Ebensowenig plausibel ist der sinngemäß erhobene Vorwurf der Klägerin gegenüber dem Beklagten, er habe bei der Abwicklung des Insolvenzverfahrens der L1. -X. -Konzernes Regelungen akzeptiert, die einen Schaden für die Mitglieder des Q. -T. -Vereins in Höhe von 1,8 Milliarden Euro bedeuteten und - bezogen auf die Klageforderung - den Beitragsbescheid um knapp 45 % der Beitragssumme zu hoch ausfallen ließen.
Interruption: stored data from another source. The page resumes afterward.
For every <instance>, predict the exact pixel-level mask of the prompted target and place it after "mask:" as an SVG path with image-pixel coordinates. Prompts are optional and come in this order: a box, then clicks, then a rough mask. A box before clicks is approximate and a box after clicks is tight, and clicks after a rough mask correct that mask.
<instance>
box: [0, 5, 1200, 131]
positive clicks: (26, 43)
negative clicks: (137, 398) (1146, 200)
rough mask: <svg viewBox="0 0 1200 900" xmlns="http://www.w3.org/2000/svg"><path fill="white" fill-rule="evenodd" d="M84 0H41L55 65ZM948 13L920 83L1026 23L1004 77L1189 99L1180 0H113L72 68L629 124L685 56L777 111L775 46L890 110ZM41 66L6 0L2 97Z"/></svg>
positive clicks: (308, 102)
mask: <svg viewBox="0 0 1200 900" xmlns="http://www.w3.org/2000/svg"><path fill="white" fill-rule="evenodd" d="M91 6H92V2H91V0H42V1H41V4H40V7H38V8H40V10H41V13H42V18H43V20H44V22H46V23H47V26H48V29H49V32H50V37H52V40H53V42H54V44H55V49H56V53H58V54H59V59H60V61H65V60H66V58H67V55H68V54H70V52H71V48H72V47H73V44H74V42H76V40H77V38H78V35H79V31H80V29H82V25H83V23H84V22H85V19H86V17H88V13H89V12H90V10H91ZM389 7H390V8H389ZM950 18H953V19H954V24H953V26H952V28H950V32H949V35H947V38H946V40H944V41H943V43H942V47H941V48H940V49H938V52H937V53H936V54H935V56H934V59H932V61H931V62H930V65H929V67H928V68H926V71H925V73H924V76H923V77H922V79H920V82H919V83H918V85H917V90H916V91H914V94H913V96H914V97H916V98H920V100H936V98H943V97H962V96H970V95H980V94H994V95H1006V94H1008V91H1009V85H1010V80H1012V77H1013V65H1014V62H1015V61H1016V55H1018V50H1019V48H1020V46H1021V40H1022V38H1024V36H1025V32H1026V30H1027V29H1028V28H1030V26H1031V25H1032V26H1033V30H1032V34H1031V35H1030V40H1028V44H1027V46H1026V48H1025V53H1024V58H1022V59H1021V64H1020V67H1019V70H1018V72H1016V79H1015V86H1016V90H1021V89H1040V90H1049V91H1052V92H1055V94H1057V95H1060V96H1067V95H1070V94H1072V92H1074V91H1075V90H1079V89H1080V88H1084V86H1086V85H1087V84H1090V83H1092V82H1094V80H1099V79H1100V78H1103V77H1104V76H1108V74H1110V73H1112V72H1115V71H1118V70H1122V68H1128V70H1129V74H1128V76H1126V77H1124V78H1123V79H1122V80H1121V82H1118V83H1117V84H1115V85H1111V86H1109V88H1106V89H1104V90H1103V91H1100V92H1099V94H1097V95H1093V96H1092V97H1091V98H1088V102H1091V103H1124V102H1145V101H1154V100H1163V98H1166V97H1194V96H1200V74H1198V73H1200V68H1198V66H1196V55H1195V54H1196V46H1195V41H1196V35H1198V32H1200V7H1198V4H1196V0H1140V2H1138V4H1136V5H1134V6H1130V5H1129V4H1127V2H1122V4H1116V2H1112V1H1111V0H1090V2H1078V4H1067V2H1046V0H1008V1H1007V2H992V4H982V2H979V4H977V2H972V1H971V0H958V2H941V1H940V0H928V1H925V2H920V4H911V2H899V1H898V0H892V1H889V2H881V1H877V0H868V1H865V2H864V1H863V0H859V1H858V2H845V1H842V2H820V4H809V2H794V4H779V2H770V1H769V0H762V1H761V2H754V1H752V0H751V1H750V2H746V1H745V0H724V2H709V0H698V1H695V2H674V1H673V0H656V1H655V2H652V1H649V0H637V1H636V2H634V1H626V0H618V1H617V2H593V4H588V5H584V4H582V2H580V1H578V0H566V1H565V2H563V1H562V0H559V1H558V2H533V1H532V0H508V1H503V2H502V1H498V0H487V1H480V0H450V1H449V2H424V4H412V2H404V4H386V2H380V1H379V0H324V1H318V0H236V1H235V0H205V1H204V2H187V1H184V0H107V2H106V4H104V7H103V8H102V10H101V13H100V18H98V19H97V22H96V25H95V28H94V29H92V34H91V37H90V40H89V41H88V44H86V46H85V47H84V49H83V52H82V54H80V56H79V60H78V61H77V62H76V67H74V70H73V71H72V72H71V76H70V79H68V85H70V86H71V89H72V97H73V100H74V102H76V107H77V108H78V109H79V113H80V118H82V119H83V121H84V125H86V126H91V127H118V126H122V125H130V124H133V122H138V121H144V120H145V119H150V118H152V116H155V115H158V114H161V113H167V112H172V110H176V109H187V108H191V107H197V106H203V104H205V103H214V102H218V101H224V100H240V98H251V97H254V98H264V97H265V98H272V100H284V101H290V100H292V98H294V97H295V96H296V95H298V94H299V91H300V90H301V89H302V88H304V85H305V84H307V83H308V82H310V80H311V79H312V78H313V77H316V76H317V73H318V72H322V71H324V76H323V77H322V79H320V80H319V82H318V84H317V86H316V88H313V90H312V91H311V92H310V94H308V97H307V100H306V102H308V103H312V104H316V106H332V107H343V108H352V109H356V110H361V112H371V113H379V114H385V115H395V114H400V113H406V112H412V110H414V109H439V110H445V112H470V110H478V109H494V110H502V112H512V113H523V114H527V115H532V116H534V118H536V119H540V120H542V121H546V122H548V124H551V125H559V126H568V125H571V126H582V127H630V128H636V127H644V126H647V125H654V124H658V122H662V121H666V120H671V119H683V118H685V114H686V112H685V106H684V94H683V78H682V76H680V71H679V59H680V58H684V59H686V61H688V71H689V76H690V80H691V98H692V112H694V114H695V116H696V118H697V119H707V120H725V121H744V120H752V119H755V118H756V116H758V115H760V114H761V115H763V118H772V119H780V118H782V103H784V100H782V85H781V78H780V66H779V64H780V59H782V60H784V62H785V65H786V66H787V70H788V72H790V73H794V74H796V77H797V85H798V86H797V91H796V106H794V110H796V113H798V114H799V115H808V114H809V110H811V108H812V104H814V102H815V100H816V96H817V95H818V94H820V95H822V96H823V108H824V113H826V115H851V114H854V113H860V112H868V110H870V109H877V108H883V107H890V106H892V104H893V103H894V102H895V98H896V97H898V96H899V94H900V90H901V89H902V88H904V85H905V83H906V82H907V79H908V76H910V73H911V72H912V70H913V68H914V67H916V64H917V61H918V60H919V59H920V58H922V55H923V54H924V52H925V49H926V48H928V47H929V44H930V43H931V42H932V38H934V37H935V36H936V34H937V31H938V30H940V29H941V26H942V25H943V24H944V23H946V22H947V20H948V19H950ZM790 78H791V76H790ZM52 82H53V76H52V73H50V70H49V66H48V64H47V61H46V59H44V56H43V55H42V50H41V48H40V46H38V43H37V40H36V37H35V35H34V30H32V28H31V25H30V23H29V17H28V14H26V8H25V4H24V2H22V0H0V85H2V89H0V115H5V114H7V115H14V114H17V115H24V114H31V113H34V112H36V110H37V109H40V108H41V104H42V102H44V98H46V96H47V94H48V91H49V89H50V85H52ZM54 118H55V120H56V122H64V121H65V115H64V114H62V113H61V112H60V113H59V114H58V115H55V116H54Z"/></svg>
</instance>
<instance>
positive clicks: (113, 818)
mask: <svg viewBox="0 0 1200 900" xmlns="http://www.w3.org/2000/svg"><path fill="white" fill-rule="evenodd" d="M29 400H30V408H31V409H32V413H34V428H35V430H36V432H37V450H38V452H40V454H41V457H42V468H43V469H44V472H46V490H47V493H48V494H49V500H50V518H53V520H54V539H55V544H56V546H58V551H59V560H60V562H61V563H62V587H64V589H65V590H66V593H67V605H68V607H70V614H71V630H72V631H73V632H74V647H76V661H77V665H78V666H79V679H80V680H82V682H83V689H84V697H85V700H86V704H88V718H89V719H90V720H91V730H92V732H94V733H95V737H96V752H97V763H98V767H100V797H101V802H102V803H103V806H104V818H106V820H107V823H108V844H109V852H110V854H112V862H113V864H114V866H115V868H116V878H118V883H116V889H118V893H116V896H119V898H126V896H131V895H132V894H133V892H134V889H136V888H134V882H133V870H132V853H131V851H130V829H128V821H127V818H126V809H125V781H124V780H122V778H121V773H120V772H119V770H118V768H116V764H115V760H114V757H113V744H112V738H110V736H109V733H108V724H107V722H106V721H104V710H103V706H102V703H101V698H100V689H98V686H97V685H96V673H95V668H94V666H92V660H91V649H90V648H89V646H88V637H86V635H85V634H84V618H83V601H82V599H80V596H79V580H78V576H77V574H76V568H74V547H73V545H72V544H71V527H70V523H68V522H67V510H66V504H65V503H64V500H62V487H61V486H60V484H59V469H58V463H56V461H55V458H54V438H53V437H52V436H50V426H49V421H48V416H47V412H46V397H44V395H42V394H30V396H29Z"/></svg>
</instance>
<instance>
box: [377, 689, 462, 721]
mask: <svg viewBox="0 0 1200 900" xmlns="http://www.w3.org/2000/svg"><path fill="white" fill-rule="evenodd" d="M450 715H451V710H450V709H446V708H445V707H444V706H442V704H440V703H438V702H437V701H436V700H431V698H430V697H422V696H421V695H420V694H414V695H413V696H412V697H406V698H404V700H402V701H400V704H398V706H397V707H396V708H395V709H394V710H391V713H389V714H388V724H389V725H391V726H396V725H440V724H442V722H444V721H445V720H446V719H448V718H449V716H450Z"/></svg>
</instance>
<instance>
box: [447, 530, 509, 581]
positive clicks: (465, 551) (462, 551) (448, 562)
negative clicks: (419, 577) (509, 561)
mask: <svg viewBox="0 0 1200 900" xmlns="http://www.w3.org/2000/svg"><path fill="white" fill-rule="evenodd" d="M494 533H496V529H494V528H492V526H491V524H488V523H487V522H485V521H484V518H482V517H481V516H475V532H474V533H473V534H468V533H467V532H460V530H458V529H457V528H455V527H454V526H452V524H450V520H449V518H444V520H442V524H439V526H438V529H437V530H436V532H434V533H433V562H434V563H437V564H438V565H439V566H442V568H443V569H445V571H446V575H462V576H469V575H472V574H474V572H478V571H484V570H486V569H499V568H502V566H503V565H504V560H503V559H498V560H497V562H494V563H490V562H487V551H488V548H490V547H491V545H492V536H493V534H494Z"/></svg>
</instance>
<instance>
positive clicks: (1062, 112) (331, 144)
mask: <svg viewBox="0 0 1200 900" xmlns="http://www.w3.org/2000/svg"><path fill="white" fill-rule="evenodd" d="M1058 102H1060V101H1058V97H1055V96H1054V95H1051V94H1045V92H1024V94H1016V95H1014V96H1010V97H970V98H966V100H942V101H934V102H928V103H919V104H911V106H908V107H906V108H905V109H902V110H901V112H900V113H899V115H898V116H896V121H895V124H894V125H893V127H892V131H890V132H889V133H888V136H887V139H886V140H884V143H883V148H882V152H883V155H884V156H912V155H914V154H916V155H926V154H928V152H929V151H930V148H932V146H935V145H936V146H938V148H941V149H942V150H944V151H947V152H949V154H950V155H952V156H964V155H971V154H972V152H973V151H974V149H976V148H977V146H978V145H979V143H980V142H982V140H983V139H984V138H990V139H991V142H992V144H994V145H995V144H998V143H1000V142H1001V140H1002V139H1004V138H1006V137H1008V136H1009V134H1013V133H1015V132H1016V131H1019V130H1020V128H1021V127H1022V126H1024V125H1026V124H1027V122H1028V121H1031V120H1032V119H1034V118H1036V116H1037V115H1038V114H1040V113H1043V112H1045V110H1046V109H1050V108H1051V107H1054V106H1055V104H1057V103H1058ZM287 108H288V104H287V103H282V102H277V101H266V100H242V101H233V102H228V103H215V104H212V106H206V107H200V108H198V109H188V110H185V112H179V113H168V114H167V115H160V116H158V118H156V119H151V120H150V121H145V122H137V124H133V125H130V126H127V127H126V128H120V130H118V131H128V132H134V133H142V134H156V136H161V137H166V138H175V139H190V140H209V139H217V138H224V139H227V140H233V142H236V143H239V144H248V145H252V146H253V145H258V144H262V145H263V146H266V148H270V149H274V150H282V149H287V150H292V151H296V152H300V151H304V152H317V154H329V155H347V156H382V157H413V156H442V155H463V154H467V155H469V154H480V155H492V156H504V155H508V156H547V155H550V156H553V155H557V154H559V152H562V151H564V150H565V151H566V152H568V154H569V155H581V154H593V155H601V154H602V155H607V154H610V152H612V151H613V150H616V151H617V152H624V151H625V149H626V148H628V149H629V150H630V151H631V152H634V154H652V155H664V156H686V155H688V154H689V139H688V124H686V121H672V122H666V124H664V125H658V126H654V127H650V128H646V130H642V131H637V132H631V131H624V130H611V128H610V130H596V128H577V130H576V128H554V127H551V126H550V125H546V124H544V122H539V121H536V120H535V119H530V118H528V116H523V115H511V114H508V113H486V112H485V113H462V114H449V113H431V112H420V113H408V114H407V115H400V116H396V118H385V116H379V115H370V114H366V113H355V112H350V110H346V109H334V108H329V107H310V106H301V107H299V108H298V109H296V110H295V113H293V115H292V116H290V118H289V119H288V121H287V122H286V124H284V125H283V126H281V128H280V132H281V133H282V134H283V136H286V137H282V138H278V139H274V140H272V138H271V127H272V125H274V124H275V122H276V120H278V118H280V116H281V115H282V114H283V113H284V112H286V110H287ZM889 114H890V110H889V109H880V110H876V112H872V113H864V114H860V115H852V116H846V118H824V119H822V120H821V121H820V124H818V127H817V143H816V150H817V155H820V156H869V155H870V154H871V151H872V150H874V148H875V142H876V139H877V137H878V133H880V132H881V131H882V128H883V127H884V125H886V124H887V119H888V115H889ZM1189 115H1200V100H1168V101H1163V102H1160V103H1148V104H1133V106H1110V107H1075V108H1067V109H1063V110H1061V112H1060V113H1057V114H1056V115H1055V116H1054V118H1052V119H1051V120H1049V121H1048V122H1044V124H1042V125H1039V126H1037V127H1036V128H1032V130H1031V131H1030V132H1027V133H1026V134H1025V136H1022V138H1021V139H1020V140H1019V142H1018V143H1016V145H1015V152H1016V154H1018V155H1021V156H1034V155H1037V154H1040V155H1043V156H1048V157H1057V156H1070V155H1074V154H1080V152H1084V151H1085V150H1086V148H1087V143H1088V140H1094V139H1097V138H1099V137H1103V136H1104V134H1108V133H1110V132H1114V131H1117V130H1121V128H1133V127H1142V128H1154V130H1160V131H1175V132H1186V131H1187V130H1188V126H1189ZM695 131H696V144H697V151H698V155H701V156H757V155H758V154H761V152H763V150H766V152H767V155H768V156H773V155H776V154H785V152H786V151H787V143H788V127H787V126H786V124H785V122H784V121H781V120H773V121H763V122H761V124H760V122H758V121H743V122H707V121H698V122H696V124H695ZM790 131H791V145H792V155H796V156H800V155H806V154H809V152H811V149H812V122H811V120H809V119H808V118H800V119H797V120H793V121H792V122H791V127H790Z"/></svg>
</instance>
Im Rahmen der Insolvenz auf einen Teil bestehender und nicht schon vor Konkurseröffnung beglichener Forderungen zu verzichten, liegt in der Natur der Abwicklung eines Insolvenzverfahrens und betrifft nicht die kalkulatorische Beitragsgestaltung als solche. Es ist deshalb nicht ersichtlich, dass es die nicht in der Insolvenz befindliche Klägerin von ihrer eigenen Beitragsverpflichtung für das Jahr 2009 befreien könnte, wenn der Beklagten im Rahmen des Insolvenzverfahrens des L1. -X. -Konzerns Pflichtverstöße vorgeworfen werden könnten.

Neben der Sache liegen schließlich auch die Ausführungen der Klägerin zu ihrem mitgliedschaftlichen Austritt aus dem beklagten Q. -T. -W. . Gesetzliche Insolvenzsicherungspflicht besteht unabhängig von einer Mitgliedschaft beim Beklagten. Die Insolvenzsicherungspflicht eines Arbeitgebers knüpft gemäß § 10 BetrAVG allein an die Durchführung einer betrieblichen Altersversorgung an. Diese Beitragspflicht ist nicht disponibel und kann weder durch einen einseitigen Vereinsaustritt noch durch einen Vertrag über das Verlassen des Q. -T. -Vereins aufgehoben werden.

Eine Zulassung der Berufung käme daneben auch nicht nach § 124 Abs. 2 Nr. 5 VwGO wegen eines Verfahrensmangels in Form der Verletzung des in Art. 103 Abs. 1 GG grundgesetzlich geschützten Anspruchs auf rechtliches Gehör in Betracht. Wenn das Verwaltungsgericht festgestellt hat, dass sich das Vorbringen der Klägerin zur Zulassung unterschiedlicher Bilanzierungsweisen für verschiedene Mitglieder in einer bloßen Behauptung erschöpfe, lässt sich daraus nämlich nicht auf eine völlige Nichtbeachtung der von der Klägerin zum Beweis vorgelegten Unterlagen (Seite 115 bis 157 der Gerichtsakten) schließen. Vielmehr werden diese Unterlagen in ihrer Aussagekraft gerade gewürdigt, wenn es im nachfolgenden Satz der Entscheidungsgründe heißt, nähere Angaben darüber, in welchen Einzelfällen der Beklagte etwa unzutreffend mitgeteilte Beitragsbemessungsgrundlagen akzeptiert haben soll, sei die Klägerin schuldig geblieben.

Die Kostenentscheidung beruht auf § 154 Abs. 2 VwGO. Die Streitwertfestsetzung folgt aus §§ 47 Abs. 1 und 3, 52 Abs. 1 und 3 GKG.

Dieser Beschluss ist gemäß § 152 Abs. 1 VwGO und - hinsichtlich der Streitwertfestsetzung - nach §§ 66 Abs. 3 Satz 3, 68 Abs. 1 Satz 5 GKG unanfechtbar. Das Urteil des Verwaltungsgerichts ist nunmehr rechtskräftig (§ 124 a Abs. 5 Satz 4 VwGO).